Let problems drive design, not design drive problems.

3. Embrace LLM characteristics

Don't treat LLMs as traditional software:

Don't hand-write state machines, let AI infer state from conversations
Leverage large context windows, rather than pursuing precise retrieval
Let AI generate studyLog, rather than hand-writing parsers

Adapt to LLM's capability boundaries, rather than fighting them.

Costs We Paid

1. Learning curve for abstraction layer

baseAgentRequest requires understanding to modify:

6 phases of execution flow
Timing of customPrepareStep and customOnStepFinish
Generic constraints and type inference

But: clear interfaces and documentation lowered the barrier.

2. Cost of on-demand generation

studyLog generation requires LLM call (~$0.002/time).

But:

Prompt cache reduces cost by 90%
Architectural benefits >> small cost
Acceptable

3. Limitations of simple solutions

Markdown memory isn't suitable for:

Large-scale knowledge bases (> 100K tokens)
Complex relational queries
Multi-dimensional retrieval

But:

Good enough for personal assistant scenarios
Can upgrade to Vector DB in the future
Solve 80% of problems first

Unexpected Benefits

1. Confidence from type safety

During refactoring, the compiler catches 99% of issues.

2. Flexibility of configuration-driven

Adding webhook integration only requires:

All agents automatically gain new capability, no config changes needed.

3. Power of messages as protocol

Plan Mode and Study Agent communicate through messages:

Decoupled: can be modified independently
Without losing context: complete decision process in messages
Traceable: can replay when problems occur

This was an unexpected benefit.

VII. Future Directions

Three evolutions brought atypica closer to general-purpose agents.
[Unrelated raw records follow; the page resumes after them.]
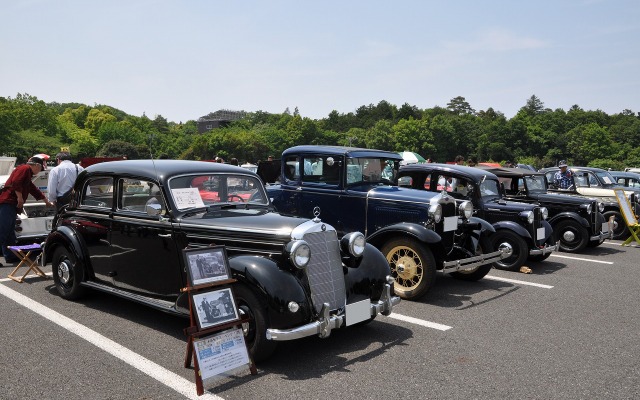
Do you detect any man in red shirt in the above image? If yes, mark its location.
[0,156,53,263]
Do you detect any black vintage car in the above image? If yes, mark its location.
[267,146,502,299]
[398,163,558,270]
[43,160,400,360]
[478,167,612,253]
[540,166,640,240]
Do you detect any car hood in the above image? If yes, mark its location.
[367,186,444,203]
[178,209,308,238]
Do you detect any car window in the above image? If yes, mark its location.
[169,174,269,210]
[118,179,167,215]
[302,156,340,185]
[80,177,114,208]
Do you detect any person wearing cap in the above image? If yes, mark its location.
[47,151,84,210]
[0,156,53,263]
[553,160,573,189]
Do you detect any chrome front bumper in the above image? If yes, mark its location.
[442,249,509,272]
[529,241,560,256]
[267,283,400,341]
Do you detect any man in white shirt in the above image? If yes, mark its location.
[48,152,84,210]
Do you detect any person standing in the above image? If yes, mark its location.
[0,156,53,263]
[48,151,84,210]
[553,160,574,189]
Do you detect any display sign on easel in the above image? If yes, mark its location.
[182,246,257,395]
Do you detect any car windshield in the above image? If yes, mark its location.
[347,158,399,185]
[169,174,269,210]
[480,179,500,198]
[524,175,547,193]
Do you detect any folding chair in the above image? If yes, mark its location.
[614,189,640,246]
[7,243,47,283]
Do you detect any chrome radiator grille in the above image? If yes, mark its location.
[304,231,346,312]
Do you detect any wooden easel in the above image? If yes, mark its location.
[614,189,640,246]
[180,270,258,396]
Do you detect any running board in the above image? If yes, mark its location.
[81,281,182,315]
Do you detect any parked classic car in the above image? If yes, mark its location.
[540,166,640,240]
[398,163,558,270]
[479,167,612,253]
[267,146,502,299]
[43,160,400,361]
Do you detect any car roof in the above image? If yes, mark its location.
[609,171,640,179]
[85,160,255,180]
[282,145,403,161]
[400,163,498,180]
[476,165,544,177]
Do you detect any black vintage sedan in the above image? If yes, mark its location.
[43,160,400,361]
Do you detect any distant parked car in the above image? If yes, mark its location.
[540,166,640,240]
[483,167,612,253]
[609,171,640,188]
[398,163,558,271]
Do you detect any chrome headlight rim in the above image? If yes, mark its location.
[520,211,534,224]
[540,207,549,220]
[287,240,311,269]
[429,204,442,224]
[458,201,473,219]
[340,231,367,258]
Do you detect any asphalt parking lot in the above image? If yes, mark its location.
[0,241,640,400]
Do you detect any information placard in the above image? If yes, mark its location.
[193,328,251,387]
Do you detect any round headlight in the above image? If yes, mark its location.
[459,201,473,219]
[429,204,442,224]
[520,211,533,224]
[341,232,366,257]
[532,207,549,222]
[289,240,311,269]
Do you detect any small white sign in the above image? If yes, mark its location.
[344,300,371,326]
[444,217,458,232]
[193,328,249,387]
[171,188,204,210]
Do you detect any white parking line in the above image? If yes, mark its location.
[551,254,613,265]
[389,312,451,331]
[0,285,222,400]
[483,275,553,289]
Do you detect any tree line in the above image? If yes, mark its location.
[0,94,640,170]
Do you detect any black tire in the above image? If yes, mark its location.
[491,229,529,271]
[553,219,589,253]
[451,235,493,282]
[51,245,86,300]
[233,284,277,362]
[381,238,436,300]
[602,211,631,240]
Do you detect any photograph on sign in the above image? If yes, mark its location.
[183,246,231,286]
[193,328,251,387]
[192,288,238,329]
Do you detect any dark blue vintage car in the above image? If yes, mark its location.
[43,160,400,361]
[398,163,558,270]
[267,146,503,299]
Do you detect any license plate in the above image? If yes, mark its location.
[444,217,458,232]
[344,300,371,326]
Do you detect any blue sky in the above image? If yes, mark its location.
[0,0,640,122]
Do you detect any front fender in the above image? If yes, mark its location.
[493,221,532,240]
[345,243,391,304]
[367,222,442,248]
[547,211,591,229]
[41,226,88,266]
[229,256,312,328]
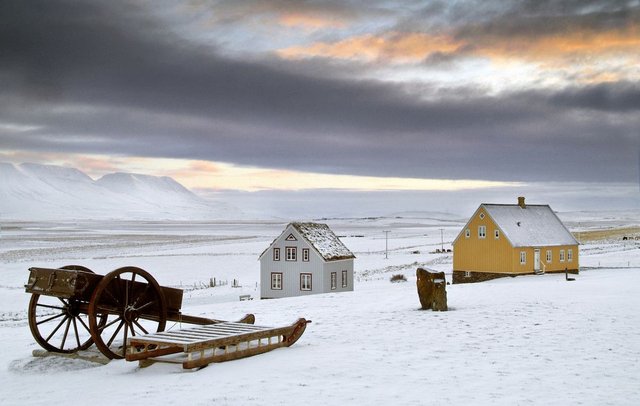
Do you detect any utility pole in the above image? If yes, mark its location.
[384,230,391,259]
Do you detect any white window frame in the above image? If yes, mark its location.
[478,226,487,238]
[300,273,313,291]
[271,272,282,290]
[285,247,298,261]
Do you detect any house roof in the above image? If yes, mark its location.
[260,223,356,261]
[291,223,356,261]
[480,203,578,247]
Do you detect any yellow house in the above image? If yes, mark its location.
[453,197,579,283]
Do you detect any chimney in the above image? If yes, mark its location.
[518,196,527,209]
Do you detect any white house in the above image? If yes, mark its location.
[260,223,355,299]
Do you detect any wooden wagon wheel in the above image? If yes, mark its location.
[88,266,167,359]
[29,265,106,354]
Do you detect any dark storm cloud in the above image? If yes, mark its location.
[0,1,640,181]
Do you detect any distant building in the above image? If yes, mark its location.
[453,197,579,283]
[259,223,355,299]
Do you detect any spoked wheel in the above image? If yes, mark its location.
[88,266,167,359]
[29,265,106,353]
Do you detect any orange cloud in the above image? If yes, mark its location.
[277,27,640,68]
[278,33,463,63]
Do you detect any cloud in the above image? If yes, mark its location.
[0,1,640,186]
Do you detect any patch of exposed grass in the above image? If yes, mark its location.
[573,227,640,242]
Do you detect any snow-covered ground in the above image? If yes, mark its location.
[0,213,640,405]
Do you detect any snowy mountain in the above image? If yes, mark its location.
[0,163,238,220]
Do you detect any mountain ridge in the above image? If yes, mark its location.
[0,162,238,220]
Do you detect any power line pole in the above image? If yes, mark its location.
[384,230,391,259]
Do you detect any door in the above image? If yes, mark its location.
[533,249,540,272]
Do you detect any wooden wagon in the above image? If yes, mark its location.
[25,265,307,368]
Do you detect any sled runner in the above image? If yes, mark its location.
[126,318,310,369]
[25,265,255,359]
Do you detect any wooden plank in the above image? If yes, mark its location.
[126,319,308,369]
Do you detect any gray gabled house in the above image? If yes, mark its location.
[259,223,355,299]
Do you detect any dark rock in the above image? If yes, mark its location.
[416,268,448,311]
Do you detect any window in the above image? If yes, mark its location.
[286,247,298,261]
[300,273,311,290]
[478,226,487,238]
[271,272,282,290]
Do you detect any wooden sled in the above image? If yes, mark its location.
[125,318,311,369]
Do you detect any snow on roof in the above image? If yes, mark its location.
[481,204,578,247]
[290,223,356,261]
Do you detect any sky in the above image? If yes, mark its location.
[0,0,640,208]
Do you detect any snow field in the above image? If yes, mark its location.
[0,219,640,405]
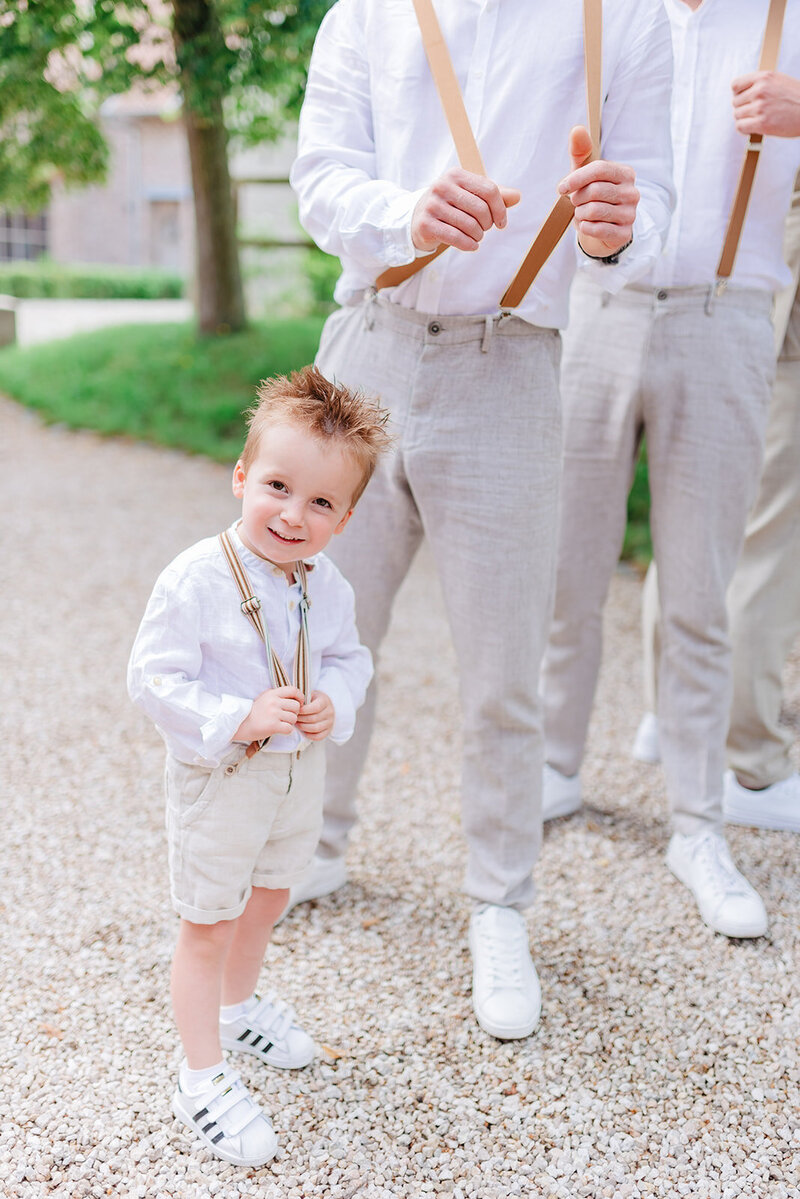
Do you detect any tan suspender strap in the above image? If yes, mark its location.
[375,0,486,291]
[413,0,486,175]
[717,0,786,284]
[500,0,603,308]
[219,530,311,758]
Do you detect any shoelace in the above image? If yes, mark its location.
[479,920,527,990]
[243,992,294,1041]
[694,833,750,898]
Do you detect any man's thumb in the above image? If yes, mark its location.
[570,125,593,170]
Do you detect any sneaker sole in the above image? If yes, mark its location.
[173,1095,278,1165]
[667,854,769,940]
[473,1000,541,1041]
[219,1035,317,1070]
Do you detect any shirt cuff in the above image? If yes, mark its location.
[384,187,431,266]
[200,695,253,765]
[315,670,355,746]
[575,205,662,295]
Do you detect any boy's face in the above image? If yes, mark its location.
[233,424,361,572]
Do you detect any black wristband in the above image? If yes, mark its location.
[578,237,633,266]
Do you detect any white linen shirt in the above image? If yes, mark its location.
[291,0,673,327]
[128,525,372,767]
[642,0,800,291]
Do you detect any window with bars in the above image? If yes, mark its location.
[0,210,47,263]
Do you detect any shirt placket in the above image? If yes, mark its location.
[663,10,700,285]
[416,0,499,313]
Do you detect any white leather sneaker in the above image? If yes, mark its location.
[219,994,314,1070]
[542,763,581,820]
[469,903,542,1041]
[631,712,661,766]
[275,855,347,924]
[667,830,766,936]
[722,770,800,832]
[173,1066,278,1165]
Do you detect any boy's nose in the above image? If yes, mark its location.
[281,501,302,526]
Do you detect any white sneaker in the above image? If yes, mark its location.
[469,903,542,1041]
[173,1066,278,1165]
[667,831,766,936]
[219,995,314,1070]
[542,763,581,820]
[275,855,347,924]
[722,770,800,832]
[631,712,661,766]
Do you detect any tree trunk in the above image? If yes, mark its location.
[173,0,246,333]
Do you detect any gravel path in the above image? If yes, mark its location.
[0,402,800,1199]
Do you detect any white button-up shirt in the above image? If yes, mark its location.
[128,526,372,766]
[291,0,673,327]
[644,0,800,291]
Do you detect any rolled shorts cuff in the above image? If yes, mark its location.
[172,886,253,924]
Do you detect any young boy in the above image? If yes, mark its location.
[128,367,389,1165]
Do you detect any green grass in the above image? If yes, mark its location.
[0,258,184,300]
[622,444,652,568]
[0,317,323,462]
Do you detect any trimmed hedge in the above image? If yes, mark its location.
[0,259,184,300]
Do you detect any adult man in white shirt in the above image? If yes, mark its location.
[542,0,800,936]
[287,0,672,1038]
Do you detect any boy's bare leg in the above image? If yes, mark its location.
[217,887,289,1007]
[172,920,237,1070]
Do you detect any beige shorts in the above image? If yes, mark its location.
[164,742,325,924]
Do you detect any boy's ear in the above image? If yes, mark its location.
[333,508,353,534]
[230,458,245,500]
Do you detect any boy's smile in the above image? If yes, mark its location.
[227,423,361,573]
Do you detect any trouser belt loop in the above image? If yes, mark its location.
[481,314,494,354]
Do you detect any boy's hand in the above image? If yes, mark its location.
[558,125,639,258]
[297,691,336,741]
[233,687,305,743]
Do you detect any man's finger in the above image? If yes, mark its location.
[570,125,593,170]
[558,158,636,195]
[730,71,759,96]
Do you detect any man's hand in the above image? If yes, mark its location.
[730,71,800,138]
[233,687,305,745]
[411,167,519,252]
[297,691,336,741]
[558,125,639,258]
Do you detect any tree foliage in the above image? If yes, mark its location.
[0,0,331,211]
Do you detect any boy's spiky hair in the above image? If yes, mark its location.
[240,366,391,505]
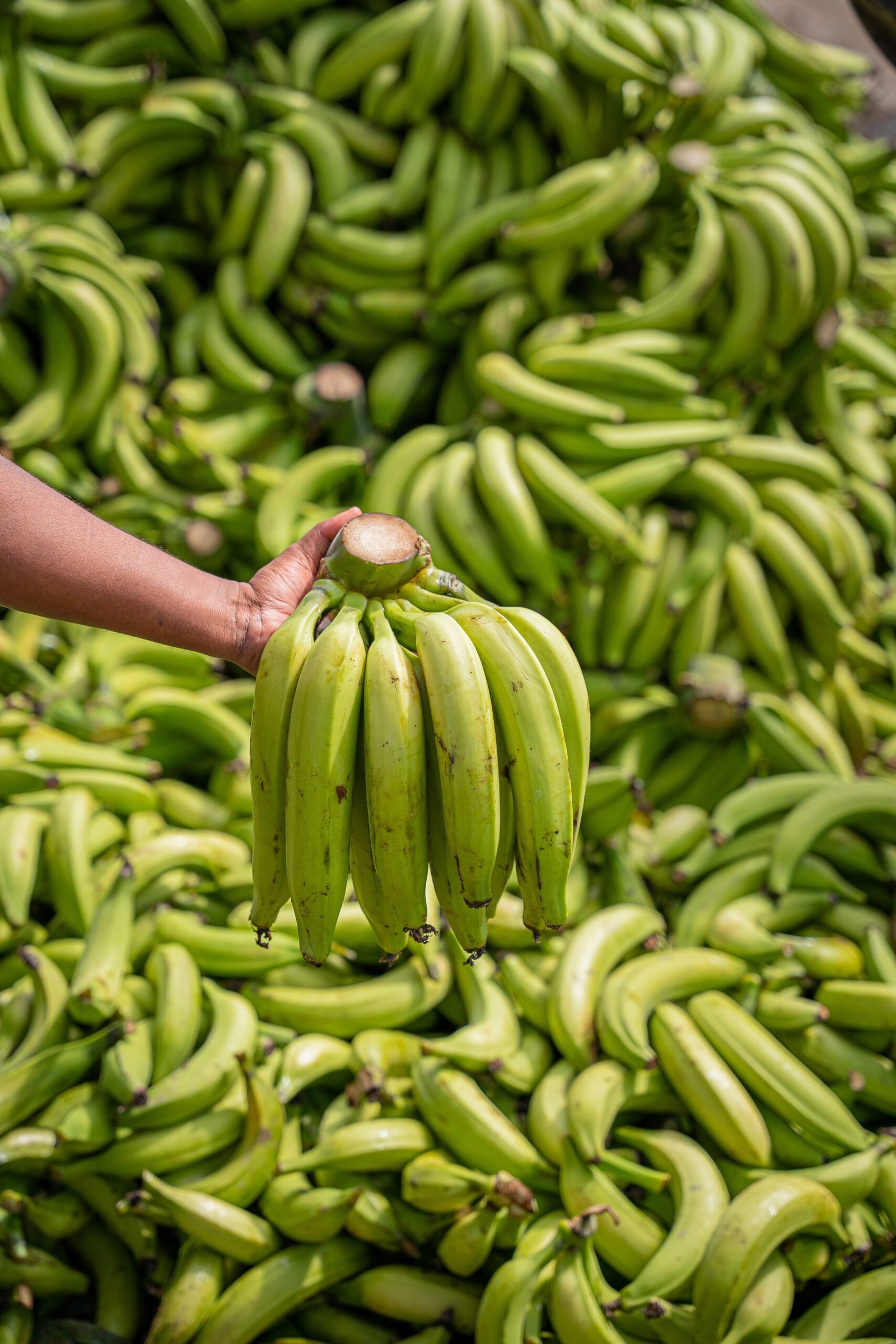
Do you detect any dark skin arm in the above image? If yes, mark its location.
[0,457,360,673]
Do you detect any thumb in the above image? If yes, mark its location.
[296,507,361,568]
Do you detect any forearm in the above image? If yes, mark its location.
[0,457,255,661]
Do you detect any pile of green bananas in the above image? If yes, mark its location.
[0,0,896,578]
[7,0,896,1344]
[251,514,590,965]
[0,623,896,1344]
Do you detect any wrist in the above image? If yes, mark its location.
[219,581,263,675]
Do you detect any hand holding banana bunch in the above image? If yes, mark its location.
[251,514,590,965]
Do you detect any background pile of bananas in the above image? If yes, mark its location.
[0,623,896,1344]
[7,0,896,1344]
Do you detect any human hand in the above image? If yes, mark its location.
[231,508,361,676]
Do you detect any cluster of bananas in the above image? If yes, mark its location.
[0,615,896,1344]
[251,514,590,965]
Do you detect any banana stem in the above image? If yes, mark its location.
[321,514,430,597]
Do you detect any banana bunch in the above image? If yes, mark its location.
[0,613,896,1344]
[251,514,589,965]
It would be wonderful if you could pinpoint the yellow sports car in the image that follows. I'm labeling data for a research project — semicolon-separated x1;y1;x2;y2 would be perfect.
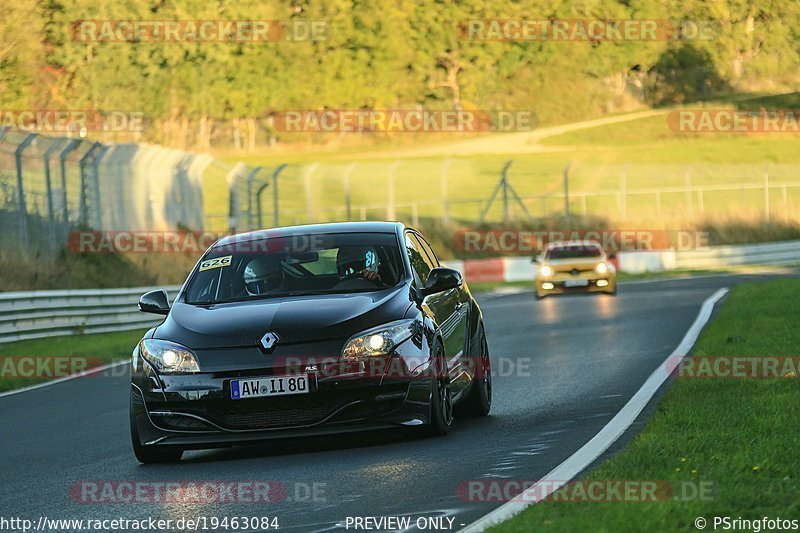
535;241;617;298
But there's more to do.

Short-term (3-6 months)

1. Skills Library

Further modularize tools
Users can compose their own agents
Like GPTs, but more flexible

2. Multi-Agent Collaboration

Not just serial execution
Parallel research, cross-validation
Like AutoGPT, but more controllable

Long-term (1-2 years)

3. Evolve toward GEA

GEA = General Execution Architecture
Not just research agents, but a universal AI Agent execution framework
Can run any type of agent

4. Self-Improving Agents

Agents learn from past executions
Continuously optimize prompts and strategies
Get smarter with use

Unchanging Principles

No matter how we evolve, we stick to:

Simple beats complex
Transparent beats black box
User control beats AI automation

VIII. Conclusion

Building AI Agent systems is not a simple extension of traditional software engineering.

We need to rethink:

What is state? (Conversation history)
What is an interface? (Message protocol)
What is control flow? (AI reasoning)

atypica's three evolutions are essentially three cognitive upgrades:

From database thinking → data flow thinking
- Don't maintain explicit state, infer state from messages
From code reuse → configuration-driven
- Don't pursue perfect abstraction, use configuration to express differences
From stateless → memory-enhanced
- Don't rely on precise retrieval, use simple and transparent methods

These choices may not be the most "advanced."

But they are:

Simple: easy to understand, easy to debug
Transparent: users know what AI is doing
Controllable: users can intervene and adjust
Good enough: solve 80% of problems

And this, perhaps, is the key to building reliable AI systems.